What is placemaking?
‘Placemaking’ is an iterative and collaborative process that brings people together to create positive changes in a place or area. This also includes improving existing spaces to make them more comfortable, accessible, active and attractive. It is a growing global movement that aims to improve not only the physical elements of a space, but also the way people think and feel about the world around them. It seeks to inspire active citizens.
Why is placemaking needed?
For many decades, the city-building professions have generally overlooked the role of public space as the fulcrum of great cities. Instead, they’ve trained their focus narrowly on buildings, businesses, roadways, infrastructure, and regulatory frameworks. From traffic engineers to economic development specialists, these professions have retreated into ‘silos’ that separate them from each other and can blind them to the overall needs of cities, their citizens and the natural world.

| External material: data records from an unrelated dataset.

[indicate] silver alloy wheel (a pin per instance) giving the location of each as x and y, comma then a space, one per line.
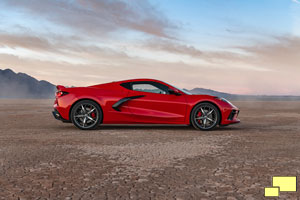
206, 117
86, 115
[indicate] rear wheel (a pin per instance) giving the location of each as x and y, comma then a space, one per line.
86, 115
205, 116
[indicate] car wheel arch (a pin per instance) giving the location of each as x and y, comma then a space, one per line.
78, 100
206, 102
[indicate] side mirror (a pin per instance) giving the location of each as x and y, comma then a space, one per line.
174, 91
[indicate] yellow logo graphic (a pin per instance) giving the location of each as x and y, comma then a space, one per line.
281, 184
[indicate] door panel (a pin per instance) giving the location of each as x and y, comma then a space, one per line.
157, 108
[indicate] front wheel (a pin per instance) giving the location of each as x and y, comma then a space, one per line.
205, 116
86, 115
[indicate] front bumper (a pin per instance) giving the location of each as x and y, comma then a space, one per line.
59, 117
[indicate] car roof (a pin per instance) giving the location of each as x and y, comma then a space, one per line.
138, 79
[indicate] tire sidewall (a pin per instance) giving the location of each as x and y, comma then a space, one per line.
99, 120
193, 113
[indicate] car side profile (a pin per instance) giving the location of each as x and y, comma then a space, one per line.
141, 101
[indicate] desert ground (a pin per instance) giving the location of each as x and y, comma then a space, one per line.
42, 158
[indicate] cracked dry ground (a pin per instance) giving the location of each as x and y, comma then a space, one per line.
41, 158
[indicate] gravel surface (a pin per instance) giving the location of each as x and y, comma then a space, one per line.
42, 158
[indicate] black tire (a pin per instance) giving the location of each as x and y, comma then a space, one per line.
200, 124
86, 115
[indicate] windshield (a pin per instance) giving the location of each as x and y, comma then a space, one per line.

Each profession pursues narrow, disconnected goals that add up to far less than the sum of their parts. They also ignore the complexity of places, which are intricate and interconnected systems, just like diverse rainforests.
Placemaking is a response to the car-dominated, unattractive and unsafe environments found in many urban areas, but it also has deep roots reaching back to the way communities used to be created pre-World War 2. Modern cities are often not suitable habitats for nurturing healthy and thriving humans, let alone nature and native species. We can do so much better!
Some examples of placemaking
Placemaking promotes small, community-led actions right through to larger design or development ideas. There are so many examples, but here are some that blend human and social benefits with an environmental focus and outcomes.
Perth-based WA Loves Nature is not-for-profit organisation that promotes, and encourages the community to support, Western Australia’s unique and world-renowned biodiversity. They partnered with local Town Team, West Perth Local, to create the West Perth Bee Scene Trail.
The trail takes visitors around the central village of West Perth and aims to educate visitors about the importance of native bees. It is full of sculptures, art murals, bee hotels and wildflower gardens in an urban setting.
Native Bee Mural and Sculpture, West Perth
This beautiful mural below was created by Laeline Design and showcases some of the local native bee species and the plants you can plant to bring them into your garden.
The blue banded bee, Amegilla sp., sculpture was made and installed by Respoke and shows how the male bees roost at night by holding onto stems with their mandibles. The sculpture is within a native wildflower garden containing some of the bees favourite flowers like native wisteria (Hardenbergia comptoniana) and emu Bush (Eremophila nivea). There is also a large wooden bee hotel on the wall.
Photo credit: WA Loves Nature
The bee hotel below was designed to model the heritage-listed stables behind it. It has been orientated to receive morning sun and afternoon shade which is ideal for nesting bees. These hotels are not used by the European honeybee but native solitary bees such as leaf cutter bees and resin bees.
Photo credit: WA Loves Nature
You can do it too!
Anyone can be a placemaker. It’s matter of looking around you with new ideas, finding ideas that energise you and having a go! Placemaking encourages diversity and life in all its forms. It mixes things up.
How could you add nature back into social spaces?
How could you add social elements to natural areas? Connecting people to each other and the world around them can inspire more action.